Friday, November 18, 2011
The Real Cost of Custody Battles
This piece first appeared on Fathers and Families.
For the past eight years, I’ve adopted and grown into both the idea and reality of being a role reversal model of the mother as the non-custodial parent, but if current trends continue, the percentage of non-custodial parents will shrink. That is because recent trends indicate that more progressive state laws are defaulting to split custody scenarios between divorced parents. Of course there will be exceptions to this rule, but don’t children and their capable, loving, non-abusive parents deserve the right to equal parenting time?
That wasn’t the case seven years ago when my ex-husband and I agreed (with a handshake deal) that, based on our schedules and the better schools where he lived, it made sense for the kids to live with him during the week. I failed to protect my legal interests in the matter. I made the mistake of thinking that, because I believed it to be the status quo, one parent assumed the role of bread winner while the other parent filled the role of “main” or “custodial” parent. I have joint legal custody of my children, but it really never occurred to me that I could (or should) have demanded and worked toward joint physical custody back when my ex and his new partner hired an attorney and put a very lopsided parenting plan in front of me to sign.
As my new reality sank in, I counted myself as one of the distraught and broken mothers who “lost custody” of their little ones. I sought comfort online in forums and groups for mothers like me. On those sites, I found comfort and camaraderie, but few solutions. The women vented and prayed for each other, but there was little dialogue about a hardcore strategy for reshaping one’s co-parenting landscape into something more fair. Frustrated, I recently turned to sites for divorced fathers who were trying to get shared custody of their children.
After finding a particularly noble and helpful forum for divorced fathers, I naively announced my arrival on their site.
“Hi guys! I’m like you because I pay child support and only have my kids every other weekend and one night a week!” (I’m paraphrasing here, but you get the gist).
They swiftly corrected me.
“You are not like us. Most of us have fought hard in court for the right to have our children at least 50% of the time.”
To add insult to injury, even my kids’ stepmom reprimanded me for not starting a legal battle for custody years ago. She took a verbal jab at me over dinner one evening as I tried to find a cooperative middle ground between us – the two women in my children’s lives.
“If they were my kids, I would have fought for them.”
She’s not alone – there’s an army of mommies out there incredulous at my adoption of the non-custodial mother role. “How could you…?” is always at the root of their thinly veiled questions.

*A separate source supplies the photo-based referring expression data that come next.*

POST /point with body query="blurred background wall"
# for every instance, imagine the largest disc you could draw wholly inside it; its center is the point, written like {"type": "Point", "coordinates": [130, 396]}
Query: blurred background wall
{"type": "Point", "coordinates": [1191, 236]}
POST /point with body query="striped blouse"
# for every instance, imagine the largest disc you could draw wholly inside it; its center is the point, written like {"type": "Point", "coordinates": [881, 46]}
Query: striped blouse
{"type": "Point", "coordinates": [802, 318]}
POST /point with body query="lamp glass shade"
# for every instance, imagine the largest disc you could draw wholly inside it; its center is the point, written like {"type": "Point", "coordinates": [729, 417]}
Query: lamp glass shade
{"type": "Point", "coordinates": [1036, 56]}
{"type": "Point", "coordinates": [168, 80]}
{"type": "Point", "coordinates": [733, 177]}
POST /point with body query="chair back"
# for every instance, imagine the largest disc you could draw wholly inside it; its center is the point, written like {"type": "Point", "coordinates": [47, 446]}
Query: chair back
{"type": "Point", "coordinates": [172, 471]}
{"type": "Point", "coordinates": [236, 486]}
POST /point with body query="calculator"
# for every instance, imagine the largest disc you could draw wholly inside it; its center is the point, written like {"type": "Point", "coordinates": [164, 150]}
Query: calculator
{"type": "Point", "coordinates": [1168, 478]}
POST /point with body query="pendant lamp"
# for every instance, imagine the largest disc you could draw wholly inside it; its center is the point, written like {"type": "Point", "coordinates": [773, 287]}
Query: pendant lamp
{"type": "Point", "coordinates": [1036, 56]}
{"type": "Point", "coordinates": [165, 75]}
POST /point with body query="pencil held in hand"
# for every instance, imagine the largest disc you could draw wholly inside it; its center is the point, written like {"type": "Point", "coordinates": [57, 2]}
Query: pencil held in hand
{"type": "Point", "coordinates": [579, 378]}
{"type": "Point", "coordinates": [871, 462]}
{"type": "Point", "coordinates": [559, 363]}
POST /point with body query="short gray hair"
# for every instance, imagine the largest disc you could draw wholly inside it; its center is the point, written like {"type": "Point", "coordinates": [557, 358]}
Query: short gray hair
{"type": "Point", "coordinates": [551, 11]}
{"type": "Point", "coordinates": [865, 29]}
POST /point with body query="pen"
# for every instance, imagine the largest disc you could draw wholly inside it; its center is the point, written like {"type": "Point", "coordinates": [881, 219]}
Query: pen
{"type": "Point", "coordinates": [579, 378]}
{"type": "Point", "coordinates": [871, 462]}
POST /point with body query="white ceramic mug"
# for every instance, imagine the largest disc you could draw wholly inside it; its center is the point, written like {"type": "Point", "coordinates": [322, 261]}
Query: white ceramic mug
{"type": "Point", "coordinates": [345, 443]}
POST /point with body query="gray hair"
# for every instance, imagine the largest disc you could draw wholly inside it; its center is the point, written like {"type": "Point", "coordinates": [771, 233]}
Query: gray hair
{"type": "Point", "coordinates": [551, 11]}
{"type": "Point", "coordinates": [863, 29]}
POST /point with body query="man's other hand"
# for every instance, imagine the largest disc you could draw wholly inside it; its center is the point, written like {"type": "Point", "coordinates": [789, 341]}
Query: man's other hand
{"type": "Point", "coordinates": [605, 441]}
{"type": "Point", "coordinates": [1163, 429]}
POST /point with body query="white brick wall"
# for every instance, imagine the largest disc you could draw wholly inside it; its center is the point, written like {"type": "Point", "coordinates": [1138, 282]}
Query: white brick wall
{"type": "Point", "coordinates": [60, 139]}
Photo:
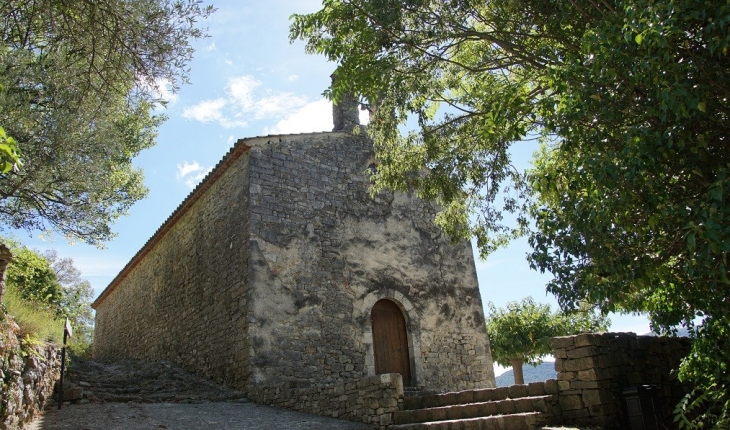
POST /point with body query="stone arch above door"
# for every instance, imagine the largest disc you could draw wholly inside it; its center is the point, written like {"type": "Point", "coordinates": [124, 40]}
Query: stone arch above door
{"type": "Point", "coordinates": [413, 332]}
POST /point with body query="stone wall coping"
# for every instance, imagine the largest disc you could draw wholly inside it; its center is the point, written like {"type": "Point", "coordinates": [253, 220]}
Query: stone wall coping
{"type": "Point", "coordinates": [240, 147]}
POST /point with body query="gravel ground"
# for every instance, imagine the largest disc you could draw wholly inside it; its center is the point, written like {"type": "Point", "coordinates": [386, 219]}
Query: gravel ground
{"type": "Point", "coordinates": [132, 395]}
{"type": "Point", "coordinates": [184, 416]}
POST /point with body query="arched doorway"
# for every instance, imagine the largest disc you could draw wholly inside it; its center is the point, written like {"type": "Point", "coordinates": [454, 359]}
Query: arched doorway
{"type": "Point", "coordinates": [390, 340]}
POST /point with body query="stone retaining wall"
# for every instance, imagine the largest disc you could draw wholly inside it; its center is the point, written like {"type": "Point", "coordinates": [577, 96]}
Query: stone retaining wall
{"type": "Point", "coordinates": [595, 369]}
{"type": "Point", "coordinates": [370, 400]}
{"type": "Point", "coordinates": [27, 377]}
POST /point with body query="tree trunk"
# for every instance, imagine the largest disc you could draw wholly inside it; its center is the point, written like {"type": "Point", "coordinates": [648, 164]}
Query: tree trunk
{"type": "Point", "coordinates": [5, 257]}
{"type": "Point", "coordinates": [517, 370]}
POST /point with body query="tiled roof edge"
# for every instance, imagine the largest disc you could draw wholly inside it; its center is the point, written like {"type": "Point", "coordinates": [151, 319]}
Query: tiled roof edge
{"type": "Point", "coordinates": [231, 156]}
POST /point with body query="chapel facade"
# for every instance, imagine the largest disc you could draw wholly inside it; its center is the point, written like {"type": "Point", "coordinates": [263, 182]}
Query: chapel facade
{"type": "Point", "coordinates": [280, 271]}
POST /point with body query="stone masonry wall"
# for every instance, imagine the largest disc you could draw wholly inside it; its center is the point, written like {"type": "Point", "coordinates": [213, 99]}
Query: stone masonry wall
{"type": "Point", "coordinates": [184, 297]}
{"type": "Point", "coordinates": [371, 399]}
{"type": "Point", "coordinates": [594, 370]}
{"type": "Point", "coordinates": [27, 376]}
{"type": "Point", "coordinates": [323, 251]}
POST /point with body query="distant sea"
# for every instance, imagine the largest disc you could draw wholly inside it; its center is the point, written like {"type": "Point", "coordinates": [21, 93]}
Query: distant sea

The parenting climate that my children are living in at their other house has deteriorated over the years. I’ve always taken the high road in the co-parenting role to keep the peace for the sake of my children, but they now need my help, so I’ve had to figure out how to use my joint legal custody status for leverage in negotiating with my ex-husband. The forum for divorced fathers that I found has provided what I need, and that is actionable advice. In only two months time, I’ve picked up ideas, strategies, and tactics to employ in trying to level out the playing field in my co-parenting situation to bring it closer to what is fair and what is best for our children.
I believe in exhausting all avenues of negotiation before involving attorneys. Once you “lawyer up,” even if the tone is civil, it’s hard to pretend that the peace process hasn’t been forsaken for all-out war. For years, divorced parents have assumed it’s their duty to go to court to battle for custody. Countless children have carried this cross, limping between broken homes as dinged and damaged trophies.
In the U.S., the divorce rate is commonly thought to be around 50% (www.divorcerate.org shows it being between 40% and 50%). That divorce is such a hot button topic should be no surprise – it affects so many people in such a profound way. Add to that (1) the way our legal system does not discourage, and essentially encourages, frivolous lawsuits, and (2) the 24-hour-sensational-news-cycle culture that pumps out books, blogs and news sites that splash titillating headlines on their covers about the who’s, why’s and how’s of every divorce from you to Maria Shriver – and it’s no surprise that so many divorcing and divorced people have a hard time turning off the noise and focusing on what is best for their children.
But if the nationwide trend towards shared custody continues, divorced parents could serve their children well by getting used to the concept and realities of cooperative co-parenting. If the emotional well-being of the children is the agreed upon goal (and how can it not be, I have to remind myself with clenched teeth and fists quite often), then as adults and loving parents, we need to agree to terms and rules for a new reality – one in which our children are not the spoils of war. The battlefield needs to give way to neutral ground where a broken family can lay the groundwork for fair and just terms that benefit, not hurt, the children involved. Hopefully this trend towards shared physical custody will help pave the way.